Rappelons que l'enveloppe financière de l'État prévue par les Contrats de Plan pour les ports de métropole et d'outre-mer est de 756 MF théoriquement sur cinq ans (soit en moyenne 151 MF par an), les collectivités locales participant pour un montant équivalent (700 à 800 MF).

Les tableaux ci-après sont le plus récent relevé des investissements prévus pour les ports par les contrats 1994-1998. Comme indiqué ci-dessus, nous constatons qu'à fin 1996 soit au 3/5 de la période, l'État a financé seulement 29 % de ce programme, et qu'il lui faudrait un effort massif pour combler, même partiellement son retard (les tableaux présentent une simulation très ambitieuse d'achèvement des financements à fin 1999).

La décroissance de la participation de l'État aux investissements répond à une politique macroéconomique d'effort budgétaire, mais correspond-elle à une stratégie cohérente d'équipement des ports ?

La Cour des comptes considère que l'équipement des ports de la façade Atlantique, qui résulte d'un intense effort d'investissement entre les années 1960 et le début des années 1980, est suffisant sauf exception (Port 2000 au Havre). Par contre, elle relève deux difficultés : l'entretien des infrastructures existantes et, dans certains cas, leur sous-utilisation. Au dire des ports, les crédits réservés à l'entretien sont insuffisants (leur estimation des besoins pour les PIN est de 1,7 milliard de francs sur 10 à 15 ans) : malheureusement, les comptabilités analytiques disponibles sont peu précises, ce qui ne facilite pas l'évaluation objective de ces besoins. En outre, elle relève que les relations entre l'État et les collectivités locales ne sont pas toujours coordonnées, en sorte que les infrastructures de base (à la charge de l'État) peuvent être mal entretenues, alors que les superstructures peuvent dans le même temps être somptuaires. Sur leur sous-utilisation, la Cour relève un manque d'études préalables au moment du choix des investissements et parfois d'études a posteriori, ainsi que des estimations largement contradictoires (exemple : écarts de rentabilité de 1 à 5 pour l'approfondissement du chenal de Rouen). Fondamentalement, on est constamment soumis au cercle vicieux : l'investissement doit-il être calibré sur les trafics existants ou prévisibles ? S'agissant des accès terrestres, se pose pour l'État un certain nombre d'arbitrages nécessaires : ainsi, la SNCF doit-elle préserver son compte d'exploitation « suivant le trafic » vers les ports belges ou doit-elle aider les ports français ? 73 ( * )
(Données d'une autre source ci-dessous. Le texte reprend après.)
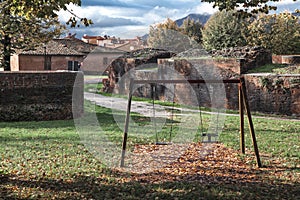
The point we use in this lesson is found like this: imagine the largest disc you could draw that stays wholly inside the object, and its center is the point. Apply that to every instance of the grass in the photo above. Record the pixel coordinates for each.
(276, 69)
(46, 160)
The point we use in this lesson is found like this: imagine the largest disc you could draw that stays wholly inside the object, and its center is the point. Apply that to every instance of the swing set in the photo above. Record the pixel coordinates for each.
(243, 106)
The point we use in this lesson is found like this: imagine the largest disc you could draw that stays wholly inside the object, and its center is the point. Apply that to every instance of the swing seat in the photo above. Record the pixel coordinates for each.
(207, 137)
(163, 143)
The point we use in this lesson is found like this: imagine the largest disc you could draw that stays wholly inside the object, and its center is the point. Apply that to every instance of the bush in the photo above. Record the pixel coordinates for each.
(224, 30)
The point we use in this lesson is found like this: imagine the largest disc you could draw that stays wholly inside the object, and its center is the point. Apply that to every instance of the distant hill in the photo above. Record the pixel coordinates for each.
(197, 17)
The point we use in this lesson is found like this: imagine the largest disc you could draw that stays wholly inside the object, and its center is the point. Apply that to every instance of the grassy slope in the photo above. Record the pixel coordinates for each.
(46, 160)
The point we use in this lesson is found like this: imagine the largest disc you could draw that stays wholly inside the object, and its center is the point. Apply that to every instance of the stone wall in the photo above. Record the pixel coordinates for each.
(276, 94)
(37, 96)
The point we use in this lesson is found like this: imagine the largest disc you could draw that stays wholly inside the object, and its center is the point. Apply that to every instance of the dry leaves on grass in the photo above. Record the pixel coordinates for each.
(210, 163)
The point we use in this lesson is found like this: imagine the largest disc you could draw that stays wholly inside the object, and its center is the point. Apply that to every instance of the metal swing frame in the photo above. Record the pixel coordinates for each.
(243, 105)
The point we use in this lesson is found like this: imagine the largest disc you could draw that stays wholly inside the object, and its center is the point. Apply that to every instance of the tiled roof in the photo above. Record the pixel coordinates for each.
(68, 46)
(53, 47)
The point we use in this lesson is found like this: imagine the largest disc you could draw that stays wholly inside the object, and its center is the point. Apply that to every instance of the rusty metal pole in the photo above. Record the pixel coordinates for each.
(251, 127)
(242, 126)
(131, 84)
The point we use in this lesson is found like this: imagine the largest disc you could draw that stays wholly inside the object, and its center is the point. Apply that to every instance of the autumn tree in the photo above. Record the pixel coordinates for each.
(279, 33)
(170, 36)
(25, 23)
(223, 30)
(193, 29)
(245, 7)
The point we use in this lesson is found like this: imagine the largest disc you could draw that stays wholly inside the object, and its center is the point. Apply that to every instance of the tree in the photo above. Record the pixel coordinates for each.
(223, 30)
(279, 33)
(245, 7)
(25, 23)
(170, 37)
(192, 29)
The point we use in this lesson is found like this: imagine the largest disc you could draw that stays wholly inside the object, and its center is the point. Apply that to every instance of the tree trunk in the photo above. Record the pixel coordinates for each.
(6, 41)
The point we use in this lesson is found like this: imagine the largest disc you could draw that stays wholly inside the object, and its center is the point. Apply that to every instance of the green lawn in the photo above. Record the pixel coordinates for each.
(46, 160)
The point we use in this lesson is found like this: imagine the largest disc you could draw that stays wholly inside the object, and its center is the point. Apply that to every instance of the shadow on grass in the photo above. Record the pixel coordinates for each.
(146, 186)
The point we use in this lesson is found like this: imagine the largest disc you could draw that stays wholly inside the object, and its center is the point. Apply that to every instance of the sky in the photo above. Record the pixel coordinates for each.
(131, 18)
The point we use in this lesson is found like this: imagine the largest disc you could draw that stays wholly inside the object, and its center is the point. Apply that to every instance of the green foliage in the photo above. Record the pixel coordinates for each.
(223, 30)
(244, 7)
(193, 29)
(169, 36)
(279, 33)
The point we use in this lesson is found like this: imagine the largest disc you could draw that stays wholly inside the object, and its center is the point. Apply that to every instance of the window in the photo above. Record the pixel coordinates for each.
(73, 65)
(105, 61)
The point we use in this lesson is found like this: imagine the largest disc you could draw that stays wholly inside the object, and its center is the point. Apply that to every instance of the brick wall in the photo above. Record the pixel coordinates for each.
(29, 96)
(276, 94)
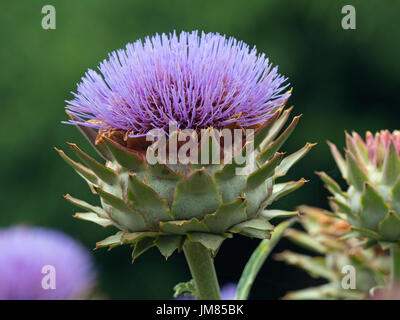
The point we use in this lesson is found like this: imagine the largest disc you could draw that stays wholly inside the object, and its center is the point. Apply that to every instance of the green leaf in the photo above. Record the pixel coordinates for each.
(271, 214)
(211, 241)
(356, 173)
(292, 159)
(389, 227)
(266, 171)
(183, 226)
(342, 207)
(257, 259)
(330, 184)
(315, 266)
(141, 247)
(135, 237)
(163, 181)
(373, 208)
(276, 128)
(363, 232)
(395, 197)
(391, 166)
(263, 131)
(196, 196)
(277, 144)
(84, 172)
(111, 241)
(92, 217)
(227, 215)
(341, 163)
(168, 244)
(125, 157)
(121, 213)
(147, 202)
(91, 136)
(230, 185)
(256, 228)
(104, 173)
(306, 241)
(185, 288)
(282, 189)
(86, 206)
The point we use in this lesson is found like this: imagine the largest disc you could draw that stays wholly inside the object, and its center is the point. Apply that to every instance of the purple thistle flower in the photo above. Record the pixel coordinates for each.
(197, 81)
(25, 251)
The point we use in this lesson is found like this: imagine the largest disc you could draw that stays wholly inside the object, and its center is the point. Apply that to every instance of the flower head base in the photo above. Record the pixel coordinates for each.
(25, 254)
(372, 170)
(199, 81)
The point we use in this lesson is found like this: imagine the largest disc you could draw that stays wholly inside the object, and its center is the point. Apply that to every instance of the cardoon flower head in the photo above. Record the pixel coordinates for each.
(196, 80)
(371, 167)
(26, 253)
(378, 145)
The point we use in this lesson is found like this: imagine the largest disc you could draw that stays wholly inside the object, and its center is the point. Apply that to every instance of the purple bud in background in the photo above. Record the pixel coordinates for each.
(42, 264)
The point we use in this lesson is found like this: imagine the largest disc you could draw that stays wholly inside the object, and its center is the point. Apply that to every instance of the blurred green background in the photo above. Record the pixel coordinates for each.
(342, 80)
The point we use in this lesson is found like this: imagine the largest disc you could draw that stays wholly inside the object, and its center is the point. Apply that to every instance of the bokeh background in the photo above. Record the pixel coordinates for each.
(342, 80)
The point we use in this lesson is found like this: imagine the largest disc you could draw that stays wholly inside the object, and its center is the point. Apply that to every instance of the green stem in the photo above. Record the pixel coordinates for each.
(201, 267)
(395, 271)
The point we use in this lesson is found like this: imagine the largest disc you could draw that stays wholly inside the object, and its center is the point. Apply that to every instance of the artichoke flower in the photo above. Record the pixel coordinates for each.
(194, 84)
(371, 168)
(323, 236)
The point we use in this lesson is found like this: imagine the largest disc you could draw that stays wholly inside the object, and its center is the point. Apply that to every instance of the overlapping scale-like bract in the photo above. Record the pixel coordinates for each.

De cette analyse découle l'existence d'un problème d'obsolescence de sous-utilisation et ainsi que de maintenance des équipements dont il conviendrait de faire une analyse critique pour déterminer si les efforts ne devraient pas se concentrer sur ceux d'entre eux qui sont le plus utiles à l'activité des ports. Les investissements en équipements nouveaux devraient faire plus souvent l'objet d'études de rentabilité, étant néanmoins admis que les prévisions de trafics sont plus difficiles à établir et plus aléatoires que dans le domaine des transports terrestres. D'ailleurs, la nouvelle Direction du Transport maritime, des Ports et du Littoral (DTMPL, ex-DPNM) s'est dotée récemment à cet effet d'une Mission des études économiques, de la recherche et des statistiques.

Dans cette recherche de sélectivité des investissements, apparaît la question de l'éventuelle concentration des efforts de l'État sur les ports qui sont vraiment d'importance stratégique nationale, à savoir une sélection réaliste des actuels ports autonomes (c'est l'exemple du projet Port 2000 au Havre).

Cela n'enlève rien à l'intérêt des autres ports, notamment dans leur dimension régionale par rapport à leur spécialisation utile sur un certain nombre de niches de trafic (céréales, charbons, fruits, bois, etc.). Mais en ce qui les concerne, l'intervention de l'État, au demeurant de faible niveau relatif par rapport à d'autres équipements de transport, devrait se faire dans le cadre de la politique d'aménagement du territoire et à ce titre, l'investissement portuaire devrait être comparé dans ses coûts et ses avantages avec d'autres projets d'aménagement du territoire (autoroutes, projets urbains...).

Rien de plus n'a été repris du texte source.